How blatant does it have to get before the rest of medicine kicks this nonsense into the gutter where it belongs?
 
How blatant does it have to get before the rest of medicine kicks this nonsense into the gutter where it belongs?
I'm not sure as it probably seems self evident that there must be some benefit or we won't stay sick, and keep living in poverty, being called liars by the press, state and in some cases family.

Gotta be one hell of a secondary gain for us to keep doing it, simply because they can't figure it out, it must be there, and it must be substantial, or we'd get better.

After all if we were really this ill then they wouldn't be able to move for all the rocks.

Just coz no one can see the benefit, the evidence (millions upon millions of chronically ill people) says it's there. It must be there.
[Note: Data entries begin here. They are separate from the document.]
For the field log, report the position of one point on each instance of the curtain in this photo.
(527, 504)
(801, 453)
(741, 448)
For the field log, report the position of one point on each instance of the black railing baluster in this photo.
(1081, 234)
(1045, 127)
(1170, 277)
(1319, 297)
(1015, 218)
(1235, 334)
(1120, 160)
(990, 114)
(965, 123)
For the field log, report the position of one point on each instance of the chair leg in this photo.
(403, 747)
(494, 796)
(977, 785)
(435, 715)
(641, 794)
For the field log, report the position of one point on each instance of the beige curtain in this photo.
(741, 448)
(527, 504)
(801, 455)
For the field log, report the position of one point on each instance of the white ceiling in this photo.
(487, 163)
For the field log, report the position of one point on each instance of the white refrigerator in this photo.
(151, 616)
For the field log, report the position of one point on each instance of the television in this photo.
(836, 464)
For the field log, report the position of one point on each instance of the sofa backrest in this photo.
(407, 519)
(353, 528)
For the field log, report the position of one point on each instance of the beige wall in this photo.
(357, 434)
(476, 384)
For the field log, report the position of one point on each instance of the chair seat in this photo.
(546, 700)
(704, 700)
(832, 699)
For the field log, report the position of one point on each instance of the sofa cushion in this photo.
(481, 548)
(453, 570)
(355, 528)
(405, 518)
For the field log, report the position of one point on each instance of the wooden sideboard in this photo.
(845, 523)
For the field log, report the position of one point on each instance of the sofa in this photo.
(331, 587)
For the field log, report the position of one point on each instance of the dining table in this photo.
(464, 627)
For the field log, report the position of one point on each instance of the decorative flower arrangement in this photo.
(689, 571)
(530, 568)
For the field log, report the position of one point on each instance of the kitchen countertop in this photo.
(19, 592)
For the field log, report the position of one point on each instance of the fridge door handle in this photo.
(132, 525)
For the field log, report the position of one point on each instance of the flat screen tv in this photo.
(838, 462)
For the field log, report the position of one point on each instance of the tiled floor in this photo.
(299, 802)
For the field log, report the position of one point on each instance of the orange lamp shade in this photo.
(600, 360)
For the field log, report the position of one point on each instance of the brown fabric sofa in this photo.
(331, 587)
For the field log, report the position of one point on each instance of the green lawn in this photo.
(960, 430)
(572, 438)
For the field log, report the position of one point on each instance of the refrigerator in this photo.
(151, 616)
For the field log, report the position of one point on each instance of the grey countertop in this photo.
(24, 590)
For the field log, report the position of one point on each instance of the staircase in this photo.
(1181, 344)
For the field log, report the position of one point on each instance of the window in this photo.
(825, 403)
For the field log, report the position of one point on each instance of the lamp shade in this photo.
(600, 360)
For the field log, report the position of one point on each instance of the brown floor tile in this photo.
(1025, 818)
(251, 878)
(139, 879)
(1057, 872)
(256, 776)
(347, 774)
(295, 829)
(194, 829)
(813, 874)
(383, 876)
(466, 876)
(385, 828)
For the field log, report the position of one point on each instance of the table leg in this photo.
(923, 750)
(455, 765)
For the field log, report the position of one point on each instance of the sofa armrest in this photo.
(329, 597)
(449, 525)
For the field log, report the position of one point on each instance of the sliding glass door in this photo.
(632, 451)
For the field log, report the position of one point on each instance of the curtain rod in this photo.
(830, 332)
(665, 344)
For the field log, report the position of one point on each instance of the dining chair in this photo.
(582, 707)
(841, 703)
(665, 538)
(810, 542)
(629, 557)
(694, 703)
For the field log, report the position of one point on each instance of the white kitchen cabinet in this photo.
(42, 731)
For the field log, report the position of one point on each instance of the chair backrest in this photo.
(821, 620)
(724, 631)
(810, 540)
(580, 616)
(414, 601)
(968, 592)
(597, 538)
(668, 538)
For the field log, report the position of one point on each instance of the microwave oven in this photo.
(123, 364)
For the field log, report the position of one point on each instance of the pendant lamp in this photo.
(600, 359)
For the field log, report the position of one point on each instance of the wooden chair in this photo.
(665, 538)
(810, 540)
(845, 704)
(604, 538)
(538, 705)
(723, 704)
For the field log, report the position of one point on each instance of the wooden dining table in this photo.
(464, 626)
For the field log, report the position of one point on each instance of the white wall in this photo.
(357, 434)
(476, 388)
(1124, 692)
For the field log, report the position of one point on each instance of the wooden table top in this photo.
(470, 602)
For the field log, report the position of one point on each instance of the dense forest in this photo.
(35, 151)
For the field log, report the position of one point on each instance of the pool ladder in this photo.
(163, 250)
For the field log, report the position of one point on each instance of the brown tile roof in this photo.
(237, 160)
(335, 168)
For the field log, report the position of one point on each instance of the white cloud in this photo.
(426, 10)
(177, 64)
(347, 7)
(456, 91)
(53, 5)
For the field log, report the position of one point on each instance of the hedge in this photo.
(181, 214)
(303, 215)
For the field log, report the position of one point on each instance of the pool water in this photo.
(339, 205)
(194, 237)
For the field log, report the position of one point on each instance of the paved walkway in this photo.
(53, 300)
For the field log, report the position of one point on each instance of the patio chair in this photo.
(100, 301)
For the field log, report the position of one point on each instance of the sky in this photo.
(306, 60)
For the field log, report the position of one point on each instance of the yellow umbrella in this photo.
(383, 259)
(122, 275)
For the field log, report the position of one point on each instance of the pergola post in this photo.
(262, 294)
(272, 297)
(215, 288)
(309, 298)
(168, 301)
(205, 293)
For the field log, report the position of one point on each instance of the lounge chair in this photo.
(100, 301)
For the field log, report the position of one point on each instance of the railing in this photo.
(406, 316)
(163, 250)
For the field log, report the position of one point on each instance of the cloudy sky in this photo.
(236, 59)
Or we wouldn't be being so annoyingly persistently ill.

Possibly.
 
I have the feeling that my chronic fatigue is partially congenital, I’ve been prone to allergies and inflammation since I was a baby, and partially acquired, as a response to infection (most likely viral). I felt really bad after being hit in less than a year by Dengue Fever and H1N1 flu. I didn’t have PEM before these infections. I was just considered ‘slow’ and ‘lazy’ by my father. My Mum was a nurse and she respected my limitations. When I was 6 years old, the school headmaster asked her if I was going to attend morning or afternoon classes. She looked down at me and said I should choose it myself, to the amazement of the headmaster. I promptly answered: ‘Afternoon!!’